Created 12-05-2017 06:15 AM
in our ambari cluster we see the following
on the first nn1
$ hdfs haadmin -checkHealth master01 Illegal argument: Unable to determine service address for namenode 'master01'
on the second namenode
$ hdfs haadmin -checkHealth master03 Illegal argument: Unable to determine service address for namenode 'master03'
what could be the problem here ?
and how to debug the command in order to verify what is the root cause ?
remark - DNS configuration on all hosts/IP are right
other example since namenode is down
[hdfs@master01 root]$ hdfs haadmin -transitionToActive --forceactive master01 Illegal argument: Unable to determine service address for namenode 'master01'
Created 12-05-2017 08:40 AM
What is the value of dfs.ha.namenodes.{ha-cluster-name} in your hdfs-site.xml
You can get the {ha-cluster-name} from fs.defaultFS from core-site.xml
Assuming fs.defaultFS is hdfs://hortonworks. hortonworks is the ha-cluster-name.
Thanks,
Aditya
Created 12-05-2017 08:40 AM
What is the value of dfs.ha.namenodes.{ha-cluster-name} in your hdfs-site.xml
You can get the {ha-cluster-name} from fs.defaultFS from core-site.xml
Assuming fs.defaultFS is hdfs://hortonworks. hortonworks is the ha-cluster-name.
Thanks,
Aditya
Created 12-05-2017 08:56 AM
# grep dfs.ha.namenodes /etc/hadoop/conf/hdfs-site.xml
<name>dfs.ha.namenodes.hdfsha</name>
Created 12-05-2017 09:00 AM
Created 12-05-2017 10:22 AM
grep -A 3 dfs.ha.namenodes /etc/hadoop/conf/hdfs-site.xml <name>dfs.ha.namenodes.hdfsha</name> <value>nn1,nn2</value> </property> but: [hdfs@master01 root]$ hdfs getconf -namenodes master01.sys56.com master03.sys56.com [hdfs@master01 root]$
Created 12-05-2017 10:30 AM
Run the check health as below
hdfs haadmin -checkHealth nn1
hdfs haadmin -checkHealth nn2
Created 12-05-2017 10:33 AM
hdfs haadmin -checkHealth nn1 17/12/05 10:31:58 INFO ipc.Client: Retrying connect to server: master01.sys56.com/108.87.28.153:8020. Already tried 0 time(s); retry policy is RetryUpToMaximumCountWithFixedSleep(maxRetries=1, sleepTime=1000 MILLISECONDS) Operation failed: Call From master01.sys56.com/108.87.28.153 to master01.sys56.com:8020 failed on connection exception: java.net.ConnectException: Connection refused; For more details see: http://wiki.apache.org/hadoop/ConnectionRefused
Created 12-05-2017 10:47 AM
The hostname looks different in 2 places.

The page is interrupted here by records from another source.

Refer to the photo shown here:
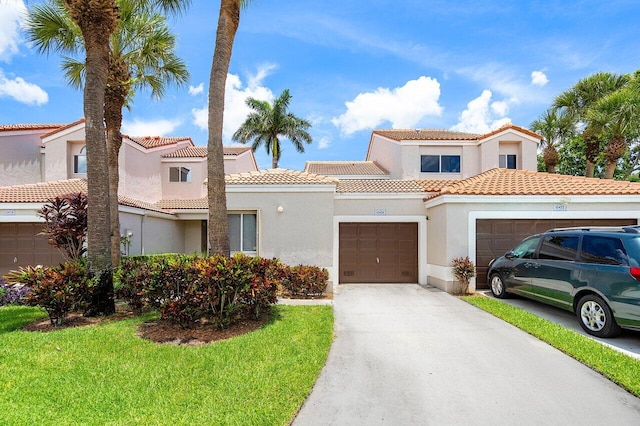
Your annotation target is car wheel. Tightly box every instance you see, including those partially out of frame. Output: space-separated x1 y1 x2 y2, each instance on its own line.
489 274 509 299
576 294 621 338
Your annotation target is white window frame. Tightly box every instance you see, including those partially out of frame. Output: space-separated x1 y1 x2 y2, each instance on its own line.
228 212 258 255
169 166 191 183
499 154 517 169
420 154 461 173
74 146 87 174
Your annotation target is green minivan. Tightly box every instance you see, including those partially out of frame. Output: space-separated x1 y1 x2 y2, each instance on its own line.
487 226 640 338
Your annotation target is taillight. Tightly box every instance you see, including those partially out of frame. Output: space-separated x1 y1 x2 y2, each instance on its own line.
630 267 640 281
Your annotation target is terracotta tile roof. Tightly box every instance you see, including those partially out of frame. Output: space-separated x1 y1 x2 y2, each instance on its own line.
416 179 461 192
162 147 207 158
156 198 207 210
125 135 192 149
430 168 640 198
224 146 252 156
337 179 425 193
0 180 171 213
161 146 252 158
0 123 65 133
372 124 542 142
225 169 338 185
0 179 87 202
304 161 389 176
118 195 171 214
40 118 86 139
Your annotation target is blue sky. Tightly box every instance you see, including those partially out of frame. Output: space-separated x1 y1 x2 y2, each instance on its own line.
1 0 640 170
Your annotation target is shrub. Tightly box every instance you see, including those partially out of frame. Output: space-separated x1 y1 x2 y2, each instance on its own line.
280 265 329 298
38 193 88 262
5 261 92 325
115 254 280 329
450 256 476 295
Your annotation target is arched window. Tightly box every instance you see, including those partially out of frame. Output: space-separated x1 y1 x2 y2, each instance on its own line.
74 146 87 174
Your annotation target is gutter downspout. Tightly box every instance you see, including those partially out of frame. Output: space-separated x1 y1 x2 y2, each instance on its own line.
141 212 147 255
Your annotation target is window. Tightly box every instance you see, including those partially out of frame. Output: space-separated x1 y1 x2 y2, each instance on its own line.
581 236 628 265
420 155 461 173
169 166 191 182
74 146 87 174
499 154 517 169
511 236 540 259
228 213 257 253
538 235 579 261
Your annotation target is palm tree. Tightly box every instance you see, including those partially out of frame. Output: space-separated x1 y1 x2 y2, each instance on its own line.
554 72 629 177
28 0 189 266
207 0 253 256
530 108 574 173
233 89 313 169
587 74 640 179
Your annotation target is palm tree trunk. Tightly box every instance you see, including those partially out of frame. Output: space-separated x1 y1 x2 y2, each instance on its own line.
64 0 118 316
583 127 600 178
207 0 240 256
604 135 627 179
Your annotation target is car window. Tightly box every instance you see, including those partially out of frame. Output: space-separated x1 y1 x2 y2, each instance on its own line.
581 235 628 266
538 235 579 261
511 236 540 259
619 236 640 267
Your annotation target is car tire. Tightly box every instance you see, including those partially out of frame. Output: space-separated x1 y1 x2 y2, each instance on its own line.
489 274 509 299
576 294 621 338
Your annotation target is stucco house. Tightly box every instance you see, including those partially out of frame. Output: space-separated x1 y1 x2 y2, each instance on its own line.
2 120 640 293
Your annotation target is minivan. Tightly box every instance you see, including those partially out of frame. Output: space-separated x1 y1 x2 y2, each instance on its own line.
487 226 640 338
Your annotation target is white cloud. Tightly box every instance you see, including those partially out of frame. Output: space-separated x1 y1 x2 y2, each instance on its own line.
0 70 48 105
331 76 443 136
451 90 512 134
0 0 27 63
531 70 549 87
191 65 275 142
317 136 330 150
122 118 182 136
188 83 203 96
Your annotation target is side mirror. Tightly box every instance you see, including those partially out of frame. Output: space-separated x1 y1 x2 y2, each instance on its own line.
505 251 515 260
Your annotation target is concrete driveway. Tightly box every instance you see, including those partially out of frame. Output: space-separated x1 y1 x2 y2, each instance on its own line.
293 284 640 425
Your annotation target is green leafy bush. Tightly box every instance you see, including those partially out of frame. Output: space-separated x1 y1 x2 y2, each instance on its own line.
115 254 280 328
280 265 329 298
5 261 92 325
450 256 476 295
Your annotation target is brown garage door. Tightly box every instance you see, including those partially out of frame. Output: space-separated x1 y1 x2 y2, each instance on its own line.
476 218 637 288
339 222 418 283
0 223 65 277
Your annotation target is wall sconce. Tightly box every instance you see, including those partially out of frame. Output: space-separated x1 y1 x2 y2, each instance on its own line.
277 206 284 213
125 229 133 238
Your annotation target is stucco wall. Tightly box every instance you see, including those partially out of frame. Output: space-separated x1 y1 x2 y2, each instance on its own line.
225 151 257 174
367 136 403 179
160 159 206 199
43 128 85 181
0 131 43 186
119 211 183 255
183 220 203 254
334 197 425 216
226 188 335 270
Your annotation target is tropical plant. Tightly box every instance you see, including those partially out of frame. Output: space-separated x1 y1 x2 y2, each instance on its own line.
38 193 88 262
27 0 189 266
451 256 476 295
587 73 640 179
207 0 254 256
554 72 629 177
233 89 313 169
530 108 574 173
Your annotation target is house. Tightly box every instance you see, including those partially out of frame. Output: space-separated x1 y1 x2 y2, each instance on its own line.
2 121 640 293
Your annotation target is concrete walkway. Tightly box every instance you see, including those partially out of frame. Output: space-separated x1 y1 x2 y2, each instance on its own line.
293 284 640 425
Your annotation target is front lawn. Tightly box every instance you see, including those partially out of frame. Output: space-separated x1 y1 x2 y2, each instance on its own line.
0 304 333 425
462 295 640 397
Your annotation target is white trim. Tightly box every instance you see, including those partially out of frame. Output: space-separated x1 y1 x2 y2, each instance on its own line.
332 215 428 286
226 184 336 193
41 122 86 143
0 215 43 223
161 158 205 163
118 205 175 219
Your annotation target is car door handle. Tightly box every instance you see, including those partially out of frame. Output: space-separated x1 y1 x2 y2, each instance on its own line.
376 257 380 264
524 262 540 268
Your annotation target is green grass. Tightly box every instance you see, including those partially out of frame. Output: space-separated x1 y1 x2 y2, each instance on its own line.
0 304 333 425
462 295 640 397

hdfs getconf -namenodes gives 'master01.sys56.com' and the above logs give 'master01.sys564.com'
Is it sys56 or sys564. Check the hostname properly and start HDFS
Make sure that below properties are set correctly.

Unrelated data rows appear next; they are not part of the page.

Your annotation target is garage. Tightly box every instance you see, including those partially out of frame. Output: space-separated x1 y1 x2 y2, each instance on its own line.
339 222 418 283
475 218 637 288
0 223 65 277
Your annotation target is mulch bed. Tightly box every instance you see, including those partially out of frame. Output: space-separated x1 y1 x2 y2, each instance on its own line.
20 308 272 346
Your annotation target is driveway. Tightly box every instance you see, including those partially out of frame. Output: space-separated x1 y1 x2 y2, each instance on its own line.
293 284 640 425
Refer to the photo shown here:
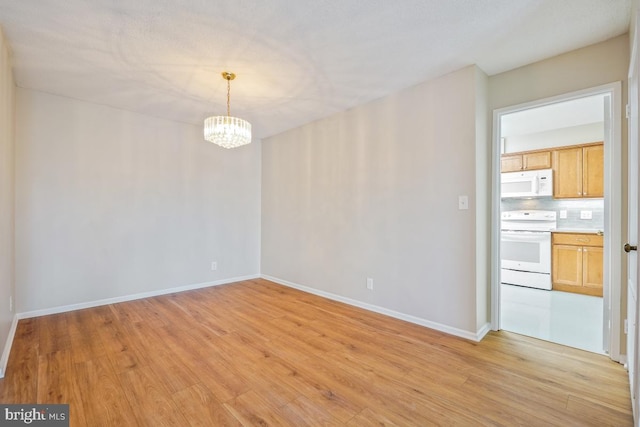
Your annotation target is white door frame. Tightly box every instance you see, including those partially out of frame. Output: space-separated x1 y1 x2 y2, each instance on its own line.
490 82 623 361
627 8 639 419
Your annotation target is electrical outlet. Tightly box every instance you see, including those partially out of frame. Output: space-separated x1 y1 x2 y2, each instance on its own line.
211 261 217 271
559 210 567 219
580 210 592 220
366 278 374 290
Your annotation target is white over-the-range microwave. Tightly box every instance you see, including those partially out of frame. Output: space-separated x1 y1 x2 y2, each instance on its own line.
501 168 553 198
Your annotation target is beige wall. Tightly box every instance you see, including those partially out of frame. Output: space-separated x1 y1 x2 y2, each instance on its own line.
490 35 629 110
15 89 262 313
262 65 490 336
0 27 15 376
490 34 630 354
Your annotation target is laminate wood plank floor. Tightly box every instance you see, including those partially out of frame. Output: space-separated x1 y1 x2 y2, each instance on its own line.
0 278 632 426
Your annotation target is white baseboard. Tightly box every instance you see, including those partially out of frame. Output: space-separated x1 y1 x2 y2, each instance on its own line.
476 322 492 341
262 274 488 342
620 354 628 369
0 314 19 378
17 274 260 320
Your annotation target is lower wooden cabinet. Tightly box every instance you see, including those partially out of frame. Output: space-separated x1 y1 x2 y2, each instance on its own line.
552 232 603 297
582 245 604 291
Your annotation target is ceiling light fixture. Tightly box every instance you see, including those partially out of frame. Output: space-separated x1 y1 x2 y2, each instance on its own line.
204 72 252 149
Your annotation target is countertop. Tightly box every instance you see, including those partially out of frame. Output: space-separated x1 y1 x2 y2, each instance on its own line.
552 228 604 235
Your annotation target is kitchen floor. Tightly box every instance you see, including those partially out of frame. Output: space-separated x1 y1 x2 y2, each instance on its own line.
500 283 604 354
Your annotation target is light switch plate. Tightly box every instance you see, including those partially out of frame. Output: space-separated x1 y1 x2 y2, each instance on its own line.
458 195 469 210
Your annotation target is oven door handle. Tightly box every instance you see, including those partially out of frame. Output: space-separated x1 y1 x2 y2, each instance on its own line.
501 231 550 242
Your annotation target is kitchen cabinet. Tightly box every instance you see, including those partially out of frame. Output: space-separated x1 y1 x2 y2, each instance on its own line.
583 144 604 197
501 154 522 172
523 151 552 171
552 232 603 297
501 151 551 172
552 143 603 199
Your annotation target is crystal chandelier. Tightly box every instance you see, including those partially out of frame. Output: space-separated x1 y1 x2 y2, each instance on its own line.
204 72 252 149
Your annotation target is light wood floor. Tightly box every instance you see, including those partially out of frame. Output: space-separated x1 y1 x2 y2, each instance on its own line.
0 279 633 426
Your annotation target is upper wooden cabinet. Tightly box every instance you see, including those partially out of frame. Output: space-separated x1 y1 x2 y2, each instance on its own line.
553 146 582 198
583 144 604 198
553 143 603 199
501 154 523 172
501 151 551 172
523 151 552 171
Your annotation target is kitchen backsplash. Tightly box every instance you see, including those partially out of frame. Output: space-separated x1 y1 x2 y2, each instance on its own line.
501 198 604 230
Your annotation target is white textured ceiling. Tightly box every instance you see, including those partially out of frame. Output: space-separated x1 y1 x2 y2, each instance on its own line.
0 0 631 139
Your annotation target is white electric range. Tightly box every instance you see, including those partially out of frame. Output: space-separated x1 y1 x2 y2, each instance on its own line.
501 210 557 290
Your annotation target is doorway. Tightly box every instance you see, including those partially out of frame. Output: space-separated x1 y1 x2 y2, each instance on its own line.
491 83 622 360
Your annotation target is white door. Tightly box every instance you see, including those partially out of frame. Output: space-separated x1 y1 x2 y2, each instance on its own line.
627 12 640 421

dfs.namenode.rpc-address.hdfsha.nn1 and dfs.namenode.rpc-address.hdfsha.nn2
Thanks,
Aditya
Created 12-05-2017 11:45 AM
Just summarising things. The original thread discussed here is "Unable to determine service address for namenode nn1" which was due to the usage of wrong service Id in the comment. You were using 'master01' and 'master03' instead of 'nn1' and 'nn2'. After using the correct service Id you got past the initial error and you are facing connection refused error because the Name nodes are not started. I see another thread opened for the same issue ( https://community.hortonworks.com/questions/149951/how-to-force-name-node-to-be-active.html). Please do not deviate from the main issue. If you think that the main issue discussed in this thread is resolved, please accept the answer and follow up on a single thread. It will be easy for other community users to follow the thread and understand the root cause.
Hope this helps 🙂
Thanks,
Aditya
Created 12-05-2017 12:22 PM
serviceId is different from the namenode host name. I think that is fine. There is no conflict on that.